Our use case is for a form builder (https://fillout.com) but I imagine this type of use case is pretty common for any app that has user-generated content


I'm interested in this aspect of llms too, are you simply just passing it some input (email, customer message) and asking chat gpt to decide if it's spam? Do you provide any prior examples of spam / not spam or just rely on the knowledge already embedded within the model?

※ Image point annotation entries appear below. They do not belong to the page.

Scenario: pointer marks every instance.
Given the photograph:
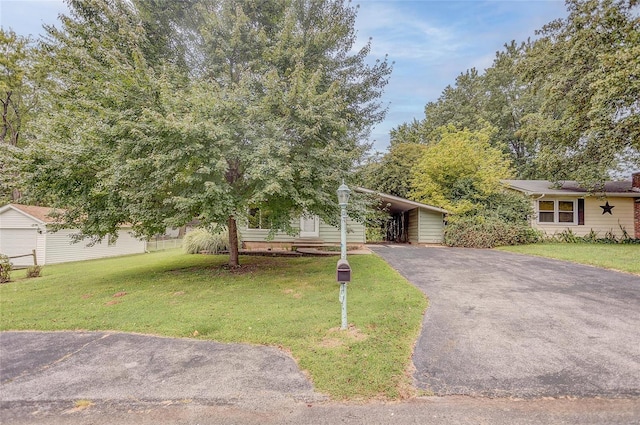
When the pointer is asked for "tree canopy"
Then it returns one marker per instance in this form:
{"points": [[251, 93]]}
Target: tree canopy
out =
{"points": [[564, 106], [587, 69], [163, 112]]}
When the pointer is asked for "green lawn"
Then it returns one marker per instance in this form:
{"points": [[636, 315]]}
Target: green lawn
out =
{"points": [[622, 257], [291, 303]]}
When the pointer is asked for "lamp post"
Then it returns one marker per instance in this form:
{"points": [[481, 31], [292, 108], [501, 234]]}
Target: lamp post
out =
{"points": [[343, 200]]}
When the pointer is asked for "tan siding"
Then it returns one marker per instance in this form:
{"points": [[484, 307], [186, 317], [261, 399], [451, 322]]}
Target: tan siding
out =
{"points": [[431, 226], [60, 248], [414, 222], [594, 219], [12, 219], [329, 234]]}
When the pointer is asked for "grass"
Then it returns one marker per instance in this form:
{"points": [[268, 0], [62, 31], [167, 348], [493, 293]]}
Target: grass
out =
{"points": [[291, 303], [621, 257]]}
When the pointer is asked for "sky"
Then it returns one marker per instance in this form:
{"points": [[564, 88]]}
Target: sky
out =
{"points": [[430, 42]]}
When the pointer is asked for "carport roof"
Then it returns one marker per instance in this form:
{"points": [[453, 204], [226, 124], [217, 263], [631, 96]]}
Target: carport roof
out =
{"points": [[40, 214], [397, 204]]}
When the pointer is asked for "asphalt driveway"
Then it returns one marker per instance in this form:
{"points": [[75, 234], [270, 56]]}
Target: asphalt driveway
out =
{"points": [[509, 325]]}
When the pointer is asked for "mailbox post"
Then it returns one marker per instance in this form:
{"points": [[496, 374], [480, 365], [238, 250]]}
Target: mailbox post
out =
{"points": [[343, 270]]}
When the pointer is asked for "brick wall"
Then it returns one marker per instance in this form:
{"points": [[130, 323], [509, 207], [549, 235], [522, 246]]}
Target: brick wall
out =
{"points": [[635, 182]]}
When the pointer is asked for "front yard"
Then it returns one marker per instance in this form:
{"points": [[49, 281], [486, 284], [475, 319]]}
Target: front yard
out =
{"points": [[290, 303]]}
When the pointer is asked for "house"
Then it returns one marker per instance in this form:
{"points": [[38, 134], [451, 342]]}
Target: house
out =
{"points": [[409, 221], [25, 228], [570, 207]]}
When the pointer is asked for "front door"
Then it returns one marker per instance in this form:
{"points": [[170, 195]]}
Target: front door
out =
{"points": [[309, 227]]}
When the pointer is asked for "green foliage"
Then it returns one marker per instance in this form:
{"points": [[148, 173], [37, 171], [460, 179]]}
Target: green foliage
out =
{"points": [[586, 67], [201, 239], [281, 302], [498, 98], [5, 269], [34, 271], [265, 106], [18, 101], [482, 232], [622, 257], [459, 171]]}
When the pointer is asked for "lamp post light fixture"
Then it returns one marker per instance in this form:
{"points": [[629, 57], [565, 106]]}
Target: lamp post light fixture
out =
{"points": [[343, 200]]}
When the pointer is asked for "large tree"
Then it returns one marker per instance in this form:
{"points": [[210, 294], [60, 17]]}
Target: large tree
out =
{"points": [[587, 68], [262, 105], [18, 99]]}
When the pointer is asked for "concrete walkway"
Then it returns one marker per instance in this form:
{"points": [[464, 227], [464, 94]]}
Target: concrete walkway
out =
{"points": [[508, 325]]}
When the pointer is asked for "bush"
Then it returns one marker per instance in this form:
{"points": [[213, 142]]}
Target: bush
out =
{"points": [[203, 240], [487, 232], [34, 271], [5, 269]]}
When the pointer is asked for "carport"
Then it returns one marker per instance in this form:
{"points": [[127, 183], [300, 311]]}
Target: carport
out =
{"points": [[409, 221]]}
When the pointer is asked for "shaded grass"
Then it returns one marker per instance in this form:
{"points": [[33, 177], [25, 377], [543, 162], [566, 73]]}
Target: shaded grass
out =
{"points": [[291, 303], [621, 257]]}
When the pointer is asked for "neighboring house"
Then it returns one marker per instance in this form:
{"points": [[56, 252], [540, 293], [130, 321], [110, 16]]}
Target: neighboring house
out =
{"points": [[570, 207], [420, 224], [25, 228]]}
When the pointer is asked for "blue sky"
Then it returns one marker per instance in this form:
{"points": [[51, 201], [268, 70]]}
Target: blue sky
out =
{"points": [[430, 41]]}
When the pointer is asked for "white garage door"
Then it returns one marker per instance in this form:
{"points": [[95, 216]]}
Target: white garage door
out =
{"points": [[18, 242]]}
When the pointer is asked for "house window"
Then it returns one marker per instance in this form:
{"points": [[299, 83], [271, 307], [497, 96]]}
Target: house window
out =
{"points": [[557, 212], [258, 219]]}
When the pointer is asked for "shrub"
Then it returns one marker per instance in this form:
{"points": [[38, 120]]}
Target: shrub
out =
{"points": [[5, 269], [203, 240], [486, 232], [34, 271]]}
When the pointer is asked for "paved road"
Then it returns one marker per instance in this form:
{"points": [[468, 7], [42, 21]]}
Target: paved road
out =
{"points": [[502, 324]]}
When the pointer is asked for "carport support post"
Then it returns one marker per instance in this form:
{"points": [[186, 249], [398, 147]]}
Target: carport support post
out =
{"points": [[343, 199]]}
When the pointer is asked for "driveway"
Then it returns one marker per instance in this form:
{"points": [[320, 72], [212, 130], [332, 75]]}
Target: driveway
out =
{"points": [[502, 324]]}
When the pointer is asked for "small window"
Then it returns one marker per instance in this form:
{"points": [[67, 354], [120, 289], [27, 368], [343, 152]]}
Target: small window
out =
{"points": [[558, 212]]}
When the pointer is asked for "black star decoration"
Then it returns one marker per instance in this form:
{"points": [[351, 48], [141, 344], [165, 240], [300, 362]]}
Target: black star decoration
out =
{"points": [[607, 208]]}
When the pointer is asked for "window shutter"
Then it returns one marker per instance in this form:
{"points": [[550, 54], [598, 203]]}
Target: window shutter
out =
{"points": [[581, 212]]}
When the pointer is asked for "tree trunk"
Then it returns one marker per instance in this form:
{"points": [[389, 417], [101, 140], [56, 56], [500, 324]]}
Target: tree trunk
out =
{"points": [[233, 242]]}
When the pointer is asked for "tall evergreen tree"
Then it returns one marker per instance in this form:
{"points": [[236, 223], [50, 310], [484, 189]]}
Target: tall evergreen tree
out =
{"points": [[260, 105]]}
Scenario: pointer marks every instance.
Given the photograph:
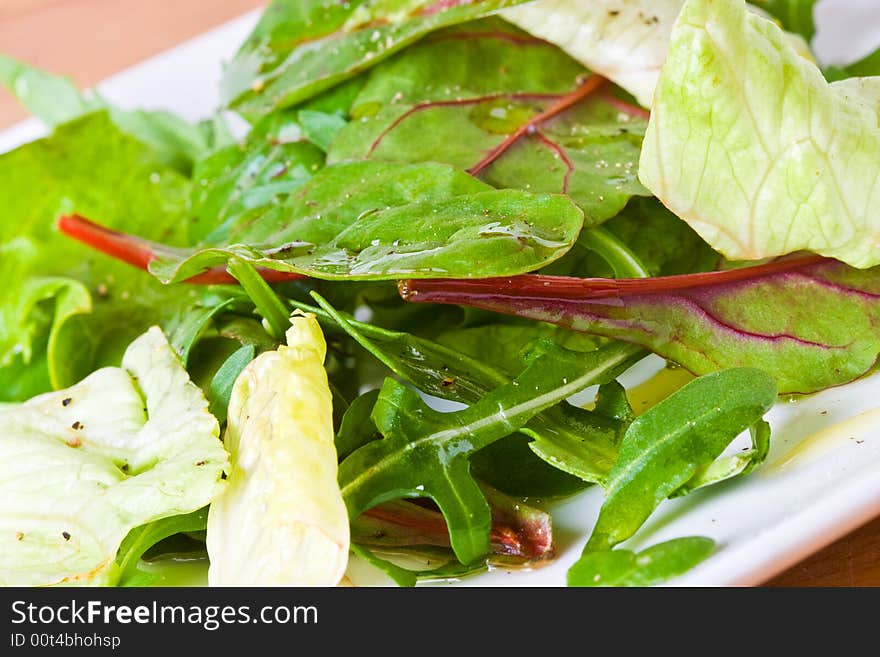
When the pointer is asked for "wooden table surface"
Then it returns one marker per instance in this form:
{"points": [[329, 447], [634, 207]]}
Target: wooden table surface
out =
{"points": [[92, 39]]}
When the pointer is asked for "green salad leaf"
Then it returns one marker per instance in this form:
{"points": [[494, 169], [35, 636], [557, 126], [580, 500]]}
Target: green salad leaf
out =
{"points": [[425, 453], [624, 41], [141, 539], [303, 47], [392, 220], [654, 565], [84, 466], [573, 440], [754, 149], [56, 100], [238, 182], [529, 117], [763, 316], [794, 15], [664, 448], [89, 306]]}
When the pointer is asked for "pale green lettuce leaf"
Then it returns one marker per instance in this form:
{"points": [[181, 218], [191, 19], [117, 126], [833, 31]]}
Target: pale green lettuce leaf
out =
{"points": [[624, 40], [755, 150], [281, 520], [81, 467]]}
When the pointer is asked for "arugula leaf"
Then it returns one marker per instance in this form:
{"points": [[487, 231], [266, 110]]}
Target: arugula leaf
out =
{"points": [[654, 565], [237, 182], [763, 316], [357, 428], [142, 538], [582, 443], [865, 67], [793, 172], [528, 117], [624, 41], [425, 453], [664, 448], [100, 305], [56, 100], [303, 47], [220, 388], [392, 220]]}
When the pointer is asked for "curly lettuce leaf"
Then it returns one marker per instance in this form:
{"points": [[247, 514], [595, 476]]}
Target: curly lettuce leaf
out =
{"points": [[751, 146], [81, 307], [80, 468], [624, 40], [627, 40]]}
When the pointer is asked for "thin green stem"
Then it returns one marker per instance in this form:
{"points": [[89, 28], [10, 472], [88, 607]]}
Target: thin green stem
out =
{"points": [[267, 302]]}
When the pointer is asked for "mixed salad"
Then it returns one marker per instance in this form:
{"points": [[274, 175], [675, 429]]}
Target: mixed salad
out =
{"points": [[358, 329]]}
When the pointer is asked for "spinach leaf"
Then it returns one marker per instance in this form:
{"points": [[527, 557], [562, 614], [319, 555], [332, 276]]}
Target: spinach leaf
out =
{"points": [[527, 117], [303, 47], [732, 466], [392, 220], [146, 536], [795, 15], [425, 453], [654, 565], [220, 388], [664, 448], [762, 316], [100, 305], [865, 67]]}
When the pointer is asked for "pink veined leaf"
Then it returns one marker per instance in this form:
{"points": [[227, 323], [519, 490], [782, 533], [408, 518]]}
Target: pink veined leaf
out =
{"points": [[809, 321]]}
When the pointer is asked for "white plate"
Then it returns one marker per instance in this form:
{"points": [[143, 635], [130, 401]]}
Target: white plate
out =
{"points": [[818, 483]]}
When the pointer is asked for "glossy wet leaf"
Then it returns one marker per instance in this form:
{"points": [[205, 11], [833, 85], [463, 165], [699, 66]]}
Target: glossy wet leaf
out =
{"points": [[239, 181], [764, 320], [654, 565], [575, 441], [223, 381], [100, 305], [146, 536], [303, 47], [431, 103], [357, 428], [375, 220]]}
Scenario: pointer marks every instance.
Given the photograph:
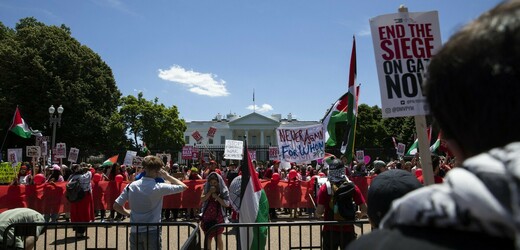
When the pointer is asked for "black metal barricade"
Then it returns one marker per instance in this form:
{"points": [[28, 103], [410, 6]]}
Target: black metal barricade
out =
{"points": [[285, 235], [113, 235]]}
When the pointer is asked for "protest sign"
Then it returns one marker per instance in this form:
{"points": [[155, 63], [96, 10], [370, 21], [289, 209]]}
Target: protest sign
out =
{"points": [[360, 156], [211, 132], [187, 152], [73, 155], [129, 157], [8, 172], [137, 161], [61, 150], [403, 45], [301, 144], [273, 153], [196, 135], [233, 150], [164, 157], [400, 149], [41, 141], [252, 154], [14, 155], [32, 151]]}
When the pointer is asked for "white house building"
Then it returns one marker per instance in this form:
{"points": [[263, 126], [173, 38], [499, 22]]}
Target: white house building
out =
{"points": [[260, 131]]}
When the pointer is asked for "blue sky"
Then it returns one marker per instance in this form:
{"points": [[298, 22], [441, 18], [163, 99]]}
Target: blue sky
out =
{"points": [[207, 57]]}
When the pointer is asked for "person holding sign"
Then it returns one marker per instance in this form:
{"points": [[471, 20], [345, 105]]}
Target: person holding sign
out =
{"points": [[473, 90]]}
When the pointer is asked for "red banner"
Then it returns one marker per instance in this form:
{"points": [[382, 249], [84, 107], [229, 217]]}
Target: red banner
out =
{"points": [[49, 198]]}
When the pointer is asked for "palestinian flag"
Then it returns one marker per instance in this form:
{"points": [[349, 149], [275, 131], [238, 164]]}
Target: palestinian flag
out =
{"points": [[254, 207], [415, 146], [347, 145], [436, 144], [413, 149], [110, 161], [20, 128]]}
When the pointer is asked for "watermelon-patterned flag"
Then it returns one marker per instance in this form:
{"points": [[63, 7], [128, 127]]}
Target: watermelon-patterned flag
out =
{"points": [[20, 128]]}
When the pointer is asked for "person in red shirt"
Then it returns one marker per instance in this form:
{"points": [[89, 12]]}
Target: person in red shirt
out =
{"points": [[337, 236]]}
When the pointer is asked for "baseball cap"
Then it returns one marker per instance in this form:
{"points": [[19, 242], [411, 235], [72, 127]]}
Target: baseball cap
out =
{"points": [[385, 188]]}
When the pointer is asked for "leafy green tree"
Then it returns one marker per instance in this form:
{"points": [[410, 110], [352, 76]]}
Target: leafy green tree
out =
{"points": [[153, 123], [44, 65], [370, 130]]}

Spam detection is a classic example for classification problems. I guess I'm trying to gauge whether there's an entire suite of traditional problems that llms solve well enough by simply asking a question of the base model. I've found a few areas in my own work where this is the case.


We give 2-3 examples and find that it works pretty well (few shot fine tuning) but haven't tried actual fine tuning yet so I don't have a 1-1 comparison.

We also have other spam filters that are not LLM-based. One of the main benefits of the LLM-based approach is that it's good at catching people who try to avoid detection (e.g. someone purposefully mis-spelling suspicious words like "pa$$word")


With functions you can simply teach it to call a function with a score.